Un seigneur du voisinage avait trois fils. Les deux
plus âgés étaient brillants et instruits. Le plus jeune,
Ti-Jean, qui manquait de finesse, agissait comme serviteur des deux autres.
Les deux plus vieux dirent :
- Allons chez le roi parler à la princesse.
- Faites attention à ce que vous allez dire,
leur dit leur père. Rappelez-vous que la prison du roi est pleine
!
- N’importe, allons-y ! dirent les fils.
Lorsqu’ils furent partis, leur frère les suivit
en cachette. Il savait qu’il fallait trois jours pour se rendre chez le
roi. Seule la curiosité motivait son déplacement. Il voulait
savoir ce que ses frères allaient faire une fois à destination.

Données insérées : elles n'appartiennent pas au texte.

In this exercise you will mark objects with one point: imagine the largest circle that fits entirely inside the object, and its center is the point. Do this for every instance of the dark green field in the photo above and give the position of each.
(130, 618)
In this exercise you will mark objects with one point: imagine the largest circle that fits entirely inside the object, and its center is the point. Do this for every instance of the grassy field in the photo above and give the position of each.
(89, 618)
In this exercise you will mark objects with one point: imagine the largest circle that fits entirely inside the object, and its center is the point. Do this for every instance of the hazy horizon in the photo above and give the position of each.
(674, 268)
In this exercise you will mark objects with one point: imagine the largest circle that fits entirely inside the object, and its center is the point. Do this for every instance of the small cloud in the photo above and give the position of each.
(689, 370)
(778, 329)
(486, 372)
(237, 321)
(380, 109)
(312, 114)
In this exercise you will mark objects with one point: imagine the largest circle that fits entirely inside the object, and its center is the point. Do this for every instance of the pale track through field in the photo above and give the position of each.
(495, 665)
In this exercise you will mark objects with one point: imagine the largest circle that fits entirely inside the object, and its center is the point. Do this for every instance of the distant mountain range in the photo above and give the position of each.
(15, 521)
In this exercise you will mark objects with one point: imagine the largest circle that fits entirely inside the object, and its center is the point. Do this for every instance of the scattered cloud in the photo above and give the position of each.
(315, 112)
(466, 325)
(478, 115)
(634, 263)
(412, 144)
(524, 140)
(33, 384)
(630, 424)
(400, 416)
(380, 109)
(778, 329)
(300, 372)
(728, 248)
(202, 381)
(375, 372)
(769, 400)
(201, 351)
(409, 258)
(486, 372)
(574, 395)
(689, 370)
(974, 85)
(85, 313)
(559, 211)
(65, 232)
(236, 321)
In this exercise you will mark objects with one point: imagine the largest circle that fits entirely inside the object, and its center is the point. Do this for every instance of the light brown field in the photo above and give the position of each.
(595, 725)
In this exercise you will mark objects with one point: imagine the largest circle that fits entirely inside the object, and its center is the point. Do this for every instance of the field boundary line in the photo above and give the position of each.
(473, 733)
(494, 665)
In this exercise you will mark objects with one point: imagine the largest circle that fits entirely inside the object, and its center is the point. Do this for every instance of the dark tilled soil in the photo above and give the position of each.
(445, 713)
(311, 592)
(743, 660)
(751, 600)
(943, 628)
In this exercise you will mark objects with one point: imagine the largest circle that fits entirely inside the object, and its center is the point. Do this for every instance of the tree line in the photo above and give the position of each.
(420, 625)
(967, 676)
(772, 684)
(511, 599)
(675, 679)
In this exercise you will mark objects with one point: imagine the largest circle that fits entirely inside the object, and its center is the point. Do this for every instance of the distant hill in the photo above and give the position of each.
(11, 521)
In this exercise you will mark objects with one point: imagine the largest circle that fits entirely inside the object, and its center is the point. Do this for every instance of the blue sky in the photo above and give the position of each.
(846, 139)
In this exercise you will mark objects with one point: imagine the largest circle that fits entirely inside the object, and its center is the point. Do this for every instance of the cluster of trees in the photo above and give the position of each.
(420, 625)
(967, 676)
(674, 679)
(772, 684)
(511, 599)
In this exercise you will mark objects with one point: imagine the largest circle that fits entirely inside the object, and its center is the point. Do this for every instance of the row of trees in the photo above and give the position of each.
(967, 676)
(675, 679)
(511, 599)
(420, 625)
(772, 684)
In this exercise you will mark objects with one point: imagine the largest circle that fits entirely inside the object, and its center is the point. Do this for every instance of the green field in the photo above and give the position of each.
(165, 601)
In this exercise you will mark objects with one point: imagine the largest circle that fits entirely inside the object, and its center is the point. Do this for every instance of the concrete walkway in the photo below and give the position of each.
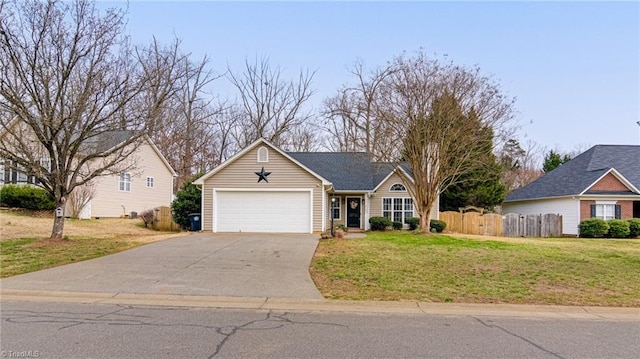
(206, 264)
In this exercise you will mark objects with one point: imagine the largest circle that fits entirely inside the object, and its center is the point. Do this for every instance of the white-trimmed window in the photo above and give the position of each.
(125, 182)
(397, 187)
(397, 209)
(606, 210)
(335, 207)
(263, 154)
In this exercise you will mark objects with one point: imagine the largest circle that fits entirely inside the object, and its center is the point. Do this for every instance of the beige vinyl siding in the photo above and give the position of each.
(109, 201)
(241, 174)
(383, 192)
(568, 207)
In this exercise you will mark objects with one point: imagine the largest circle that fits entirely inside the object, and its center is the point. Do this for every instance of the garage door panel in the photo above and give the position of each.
(256, 211)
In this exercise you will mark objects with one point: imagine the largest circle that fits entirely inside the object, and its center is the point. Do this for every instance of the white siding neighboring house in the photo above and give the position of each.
(265, 189)
(602, 182)
(150, 185)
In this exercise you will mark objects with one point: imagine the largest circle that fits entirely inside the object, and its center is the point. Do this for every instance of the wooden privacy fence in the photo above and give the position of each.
(508, 225)
(532, 225)
(163, 220)
(473, 223)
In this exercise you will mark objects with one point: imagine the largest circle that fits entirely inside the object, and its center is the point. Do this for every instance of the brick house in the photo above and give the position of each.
(602, 182)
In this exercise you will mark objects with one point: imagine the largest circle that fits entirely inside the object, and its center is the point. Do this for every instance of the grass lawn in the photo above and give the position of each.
(443, 268)
(24, 246)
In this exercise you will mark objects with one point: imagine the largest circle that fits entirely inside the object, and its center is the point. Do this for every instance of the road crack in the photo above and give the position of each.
(519, 337)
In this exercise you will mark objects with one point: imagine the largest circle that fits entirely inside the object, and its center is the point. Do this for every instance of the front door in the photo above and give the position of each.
(353, 212)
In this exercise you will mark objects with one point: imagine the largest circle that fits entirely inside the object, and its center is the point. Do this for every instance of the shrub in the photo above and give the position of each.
(593, 228)
(618, 228)
(27, 197)
(413, 222)
(147, 218)
(437, 225)
(634, 227)
(188, 200)
(379, 223)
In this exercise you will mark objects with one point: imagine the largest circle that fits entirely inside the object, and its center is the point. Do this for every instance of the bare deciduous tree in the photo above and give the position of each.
(74, 95)
(522, 165)
(441, 114)
(353, 117)
(188, 130)
(270, 107)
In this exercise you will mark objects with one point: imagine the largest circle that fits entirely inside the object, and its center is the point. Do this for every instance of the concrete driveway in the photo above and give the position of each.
(237, 265)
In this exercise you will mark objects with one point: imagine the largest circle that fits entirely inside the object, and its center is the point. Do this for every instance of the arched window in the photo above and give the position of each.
(398, 187)
(263, 154)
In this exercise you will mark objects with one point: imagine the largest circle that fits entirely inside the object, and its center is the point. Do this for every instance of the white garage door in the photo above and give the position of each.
(256, 211)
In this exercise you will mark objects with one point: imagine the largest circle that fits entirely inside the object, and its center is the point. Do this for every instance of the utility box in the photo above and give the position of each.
(195, 221)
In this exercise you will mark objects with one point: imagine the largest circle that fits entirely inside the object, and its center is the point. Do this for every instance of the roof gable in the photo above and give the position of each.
(577, 176)
(261, 141)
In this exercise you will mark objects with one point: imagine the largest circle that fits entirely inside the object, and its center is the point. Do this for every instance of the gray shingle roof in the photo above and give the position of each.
(346, 170)
(575, 176)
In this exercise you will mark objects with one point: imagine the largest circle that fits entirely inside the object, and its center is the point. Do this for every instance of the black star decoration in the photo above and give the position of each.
(262, 175)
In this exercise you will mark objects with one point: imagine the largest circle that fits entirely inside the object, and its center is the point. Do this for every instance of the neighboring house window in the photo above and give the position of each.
(263, 154)
(125, 182)
(606, 211)
(397, 209)
(398, 187)
(2, 172)
(335, 208)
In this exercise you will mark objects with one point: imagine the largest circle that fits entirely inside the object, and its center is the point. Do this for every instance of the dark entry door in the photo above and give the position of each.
(353, 212)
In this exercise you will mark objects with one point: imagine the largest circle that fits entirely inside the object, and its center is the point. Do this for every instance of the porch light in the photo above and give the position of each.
(333, 200)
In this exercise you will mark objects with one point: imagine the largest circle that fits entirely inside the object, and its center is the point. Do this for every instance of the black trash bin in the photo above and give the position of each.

Le premier soir, après la journée de
voyage, les deux frères aînés entrèrent dans
une maison pour demander l’hospitalité. Ti-Jean entra dans une maison
voisine pour ne pas se trouver avec ses frères. Car eux avaient
de quoi payer leur logis tandis que lui n’en avait pas. Il s’en fut trouver
les domestiques.
- Je n’ai pas de quoi payer votre hospitalité,
dit-il, mais je peux travailler pour vous.

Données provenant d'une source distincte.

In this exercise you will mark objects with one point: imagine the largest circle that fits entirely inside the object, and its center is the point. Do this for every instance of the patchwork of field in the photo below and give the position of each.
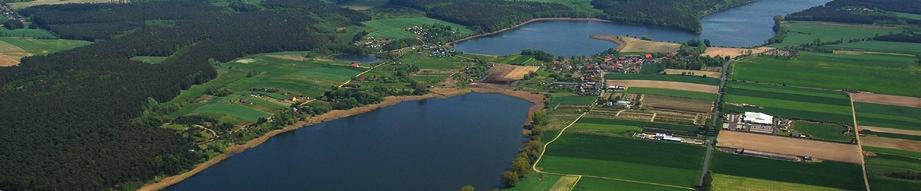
(395, 28)
(684, 86)
(797, 33)
(789, 102)
(884, 74)
(597, 147)
(885, 162)
(261, 85)
(769, 174)
(790, 146)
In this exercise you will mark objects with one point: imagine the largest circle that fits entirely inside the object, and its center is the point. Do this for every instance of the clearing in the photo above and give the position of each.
(790, 146)
(694, 87)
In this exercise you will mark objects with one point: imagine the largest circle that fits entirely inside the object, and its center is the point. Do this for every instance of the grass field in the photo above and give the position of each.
(284, 77)
(43, 46)
(823, 131)
(673, 93)
(885, 74)
(590, 184)
(395, 28)
(804, 32)
(790, 102)
(722, 182)
(879, 46)
(598, 147)
(890, 161)
(674, 78)
(889, 116)
(825, 174)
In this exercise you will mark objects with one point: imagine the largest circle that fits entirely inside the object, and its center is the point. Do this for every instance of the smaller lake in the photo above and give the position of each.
(435, 144)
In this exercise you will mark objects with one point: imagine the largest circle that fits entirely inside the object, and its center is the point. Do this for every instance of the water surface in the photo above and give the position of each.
(437, 144)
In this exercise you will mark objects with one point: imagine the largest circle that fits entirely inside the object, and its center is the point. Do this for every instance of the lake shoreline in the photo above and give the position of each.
(536, 99)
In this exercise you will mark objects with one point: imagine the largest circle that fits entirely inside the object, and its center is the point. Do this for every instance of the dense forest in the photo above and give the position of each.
(861, 12)
(489, 15)
(678, 14)
(67, 116)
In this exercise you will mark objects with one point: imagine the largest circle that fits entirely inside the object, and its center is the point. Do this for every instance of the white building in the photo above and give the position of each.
(758, 118)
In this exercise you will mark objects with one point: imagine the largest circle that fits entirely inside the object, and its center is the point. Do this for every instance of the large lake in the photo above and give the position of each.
(744, 26)
(435, 144)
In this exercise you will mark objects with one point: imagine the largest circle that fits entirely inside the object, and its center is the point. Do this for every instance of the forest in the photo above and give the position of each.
(488, 15)
(67, 116)
(677, 14)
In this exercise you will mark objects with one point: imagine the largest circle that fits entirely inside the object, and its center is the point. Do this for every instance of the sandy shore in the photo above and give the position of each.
(537, 99)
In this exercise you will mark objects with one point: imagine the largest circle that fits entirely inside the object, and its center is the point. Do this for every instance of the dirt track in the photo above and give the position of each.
(867, 97)
(902, 144)
(791, 146)
(666, 85)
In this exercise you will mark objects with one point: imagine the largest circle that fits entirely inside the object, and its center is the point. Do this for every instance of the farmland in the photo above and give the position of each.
(261, 85)
(889, 116)
(789, 102)
(888, 74)
(830, 174)
(797, 33)
(395, 28)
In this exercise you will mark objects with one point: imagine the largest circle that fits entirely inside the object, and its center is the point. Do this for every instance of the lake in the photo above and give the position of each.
(435, 144)
(744, 26)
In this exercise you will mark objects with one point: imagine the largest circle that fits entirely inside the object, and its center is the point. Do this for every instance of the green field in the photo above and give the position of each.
(823, 131)
(395, 28)
(590, 184)
(890, 116)
(886, 74)
(789, 102)
(805, 32)
(43, 46)
(284, 77)
(879, 46)
(673, 93)
(824, 174)
(592, 151)
(892, 161)
(674, 78)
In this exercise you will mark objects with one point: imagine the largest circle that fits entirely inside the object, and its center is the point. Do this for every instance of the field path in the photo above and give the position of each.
(863, 163)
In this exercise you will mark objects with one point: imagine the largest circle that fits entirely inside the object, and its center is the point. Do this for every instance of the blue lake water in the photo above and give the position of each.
(436, 144)
(744, 26)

Les domestiques, qui avaient beaucoup de travail
à faire, furent d’accord. Ti-Jean se mit à travailler vif
comme le vent. Les domestiques enchantés de son ardeur à
la tâche voulurent le garder toujours avec eux. Mais il refusa. Le
lendemain matin, il partit pour suivre ses frères qui étaient
déjà en route. Les serviteurs, qui l’appréciaient
beaucoup, lui dirent :
- Tiens ! Voilà une petite serviette ; mets-la
dans ta poche. Quand tu auras faim tu n’auras qu’à désirer
n’importe quoi et tu l’auras tout de suite.
Ti-Jean les remercia et s’en alla. Il marcha encore
une journée entière en suivant ses frères. Le soir,
il s’arrêta encore à la maison voisine de celle où
s’étaient arrêtés ses frères. Il alla trouver
les domestiques. Il leur expliqua qu’il n’avait pas d’argent mais qu’il
pouvait travailler pour les aider. Les domestiques furent bien contents
car il travaillait vite et bien.. Le lendemain matin, au moment de les
quitter, l’un d’eux lui dit :
- Tiens ! Voilà une petite bouteille. Quand
tu auras soif, tu n’auras qu’à souhaiter de l’eau ou du vin et tu
l’auras. Ti-Jean était ravi. Il les remercia en s’écriant
:
- Avec ça, je m’arrangerai bien !
Puis, il partit. Ses frères étaient
toujours devant lui. C’était la dernière journée de
marche avant d’arriver chez le roi. Le soir venu, il fit comme il avait
déjà fait : il alla voir les domestiques et leur proposa
de le garder à coucher en échange de travaux de jardinage.
Il travailla vite et bien et le jardinier-chef fut très content
de lui. Le lendemain, il lui donna un petit violon en disant :
- Tu vas aller en prison comme les autres. Tu joueras
de ce violon. Tu amuseras les autres à les faire danser et chanter.
Ti-Jean le remercia et suivit ses frères qui s’en allaient rencontrer
la princesse. Elle les attendait sur le perron du palais.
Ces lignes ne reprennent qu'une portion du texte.